Even the tendrils are beautiful. The stems are peachy pink and the tendrils bright yellow. It's a difficult thing to photograph and this really doesn't do justice to it but you can see the contrast here as it clings to the ordinary green tendril of one of its siblings.
Yellow-podded peas always show a lot of yellow in the young leaves as the plant reaches the flowering stage, and of course red-podded peas ARE yellow-podded, with an extra layer of purple over the top to create the red. So GSC15 shows all the colours you'd expect in a yellow pea, with some additional pinky colours. The calyx (pixie hat) on the flower buds are pale cream but show quite a lot of pink streaking, which is something I haven't seen in any other plants ... but it is a natural enough combination of parental traits ... Golden Sweet is the source of the cream calyx while Carruthers' Purple Podded provides the pink streaks.
GSC15 plant top ... yellow leaves with a very bold, bright pink splodge in the leaf axil and also some strong pink markings on the flower buds.
Although GSC15 is the clear champion of this batch of plants, there were other red-podded peas which were mostly red but maintained some of the underlying yellow. Some more than others. GSC09 is quite promising ... it's a true mangetout, and the one pod I tasted was very nice. The red colour is quite patchy in places though, with only a few showing a dominance of red. The photo at the top of this post shows a GSC09 pod, one of the less yellowy patchy ones. Again, I'm hoping some further segregation in the F3 generation will give me more mangetouts like this but with a stronger colour.
Initially the red podders were all from my Golden Sweet x Carruthers cross, but later a couple showed up in the Golden Sweet x Desiree cross as well. The GSD plants were both dwarf phenotypes with mostly yellow pods and only a spraying of red.
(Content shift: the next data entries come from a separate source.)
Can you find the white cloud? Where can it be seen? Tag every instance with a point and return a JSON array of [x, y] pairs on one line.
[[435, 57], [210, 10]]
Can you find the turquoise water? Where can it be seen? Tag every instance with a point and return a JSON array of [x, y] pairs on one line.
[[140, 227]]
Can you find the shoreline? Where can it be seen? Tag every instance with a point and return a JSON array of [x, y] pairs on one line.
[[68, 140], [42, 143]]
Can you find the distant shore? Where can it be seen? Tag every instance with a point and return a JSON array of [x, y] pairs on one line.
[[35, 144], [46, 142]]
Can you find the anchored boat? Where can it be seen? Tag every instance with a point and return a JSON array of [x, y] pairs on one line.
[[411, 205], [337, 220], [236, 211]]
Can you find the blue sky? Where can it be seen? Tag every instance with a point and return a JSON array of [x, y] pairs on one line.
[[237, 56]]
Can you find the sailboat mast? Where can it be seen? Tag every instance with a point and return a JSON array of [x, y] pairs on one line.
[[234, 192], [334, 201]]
They don't look as promising as the GSC ones but it's interesting that this happened at all ... it suggests that any cross between a purple and a yellow podded pea could potentially produce red pods, and it's not an exclusive feature of the Golden Sweet x Carruthers cross.
Flowers on a red-podded Golden Sweet x Desiree hybrid. Again it's a beautiful highly coloured plant with two flowers per node, although it only grows to a foot or two in height.
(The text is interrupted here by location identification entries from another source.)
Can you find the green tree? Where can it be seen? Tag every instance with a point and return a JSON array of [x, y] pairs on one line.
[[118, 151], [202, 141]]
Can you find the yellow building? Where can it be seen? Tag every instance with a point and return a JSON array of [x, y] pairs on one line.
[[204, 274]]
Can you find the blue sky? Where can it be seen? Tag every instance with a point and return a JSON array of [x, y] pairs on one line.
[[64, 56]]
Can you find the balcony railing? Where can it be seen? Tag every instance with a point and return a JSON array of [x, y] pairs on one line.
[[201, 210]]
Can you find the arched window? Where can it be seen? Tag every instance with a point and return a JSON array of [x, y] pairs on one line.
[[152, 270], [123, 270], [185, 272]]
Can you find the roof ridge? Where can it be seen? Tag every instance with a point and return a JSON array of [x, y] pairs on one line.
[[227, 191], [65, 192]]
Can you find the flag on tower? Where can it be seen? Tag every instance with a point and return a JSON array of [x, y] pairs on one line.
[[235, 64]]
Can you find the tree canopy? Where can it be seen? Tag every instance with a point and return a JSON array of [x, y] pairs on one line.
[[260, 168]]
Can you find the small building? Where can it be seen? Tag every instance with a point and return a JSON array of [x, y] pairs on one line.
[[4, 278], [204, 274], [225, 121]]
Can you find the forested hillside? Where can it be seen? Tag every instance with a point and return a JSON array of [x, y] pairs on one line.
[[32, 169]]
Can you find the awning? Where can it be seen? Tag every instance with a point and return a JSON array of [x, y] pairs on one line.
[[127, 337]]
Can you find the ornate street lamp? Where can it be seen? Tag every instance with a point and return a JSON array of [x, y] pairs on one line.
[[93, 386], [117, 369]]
Depending on what traits show up in future generations, I may develop the semi-red peas into a new variety in their own right. They have a charm of their own, and although they're not as spectacular as the true reds, they are still a unique colour break. Some of them are yellow with just a bit of red edging, others are lightly "sprayed" with red all over, giving a peachy effect.
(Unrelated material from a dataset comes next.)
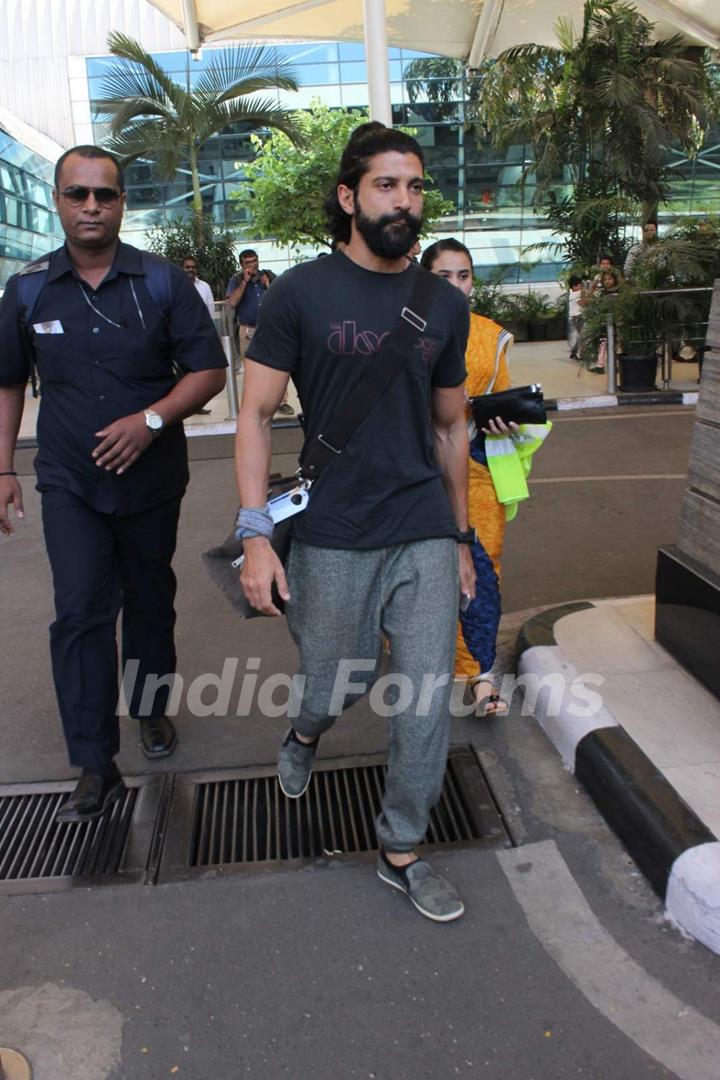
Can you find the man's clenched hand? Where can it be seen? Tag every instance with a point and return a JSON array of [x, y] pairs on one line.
[[10, 493], [123, 441]]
Bicolour yellow and red pods, one of the Golden Sweet x Desiree plants.
The next stage is to grow the seeds from all the red-podders. Normally in a breeding project you have to cross the F2 plants with each other to produce the F3. As peas are self-pollinating, however, all you have to do is leave them to produce seed naturally. There's still time for me to get another generation grown in 2008 as long as I start them off pretty promptly, so I've been harvesting the pods as soon as they reach maturity and drying them in trays indoors. I judge "maturity" as the time when the calyx starts to dry out and the top of the pod (where it joins on to the plant) starts to look a bit sunken and leathery. I save the seeds from each plant separately, which is a lot of work but enables me to keep track of everything in future generations, and learn from it.
In addition to starting off a batch of F3s, I've sown another lot of F2s as I still had plenty of F2 seeds left. I'm hoping there will be some more red-podders among them which will give me more material to work with and hopefully more genetic combinations.
The first few GSC15 pods drying indoors. The pods go purple as they dry out, and the peas stay green but shrivel to a tiny size. YSS10 is one of the beautiful bicolour-flowered types from my yellow sugarsnap project. I alternate them so they don't get muddled up.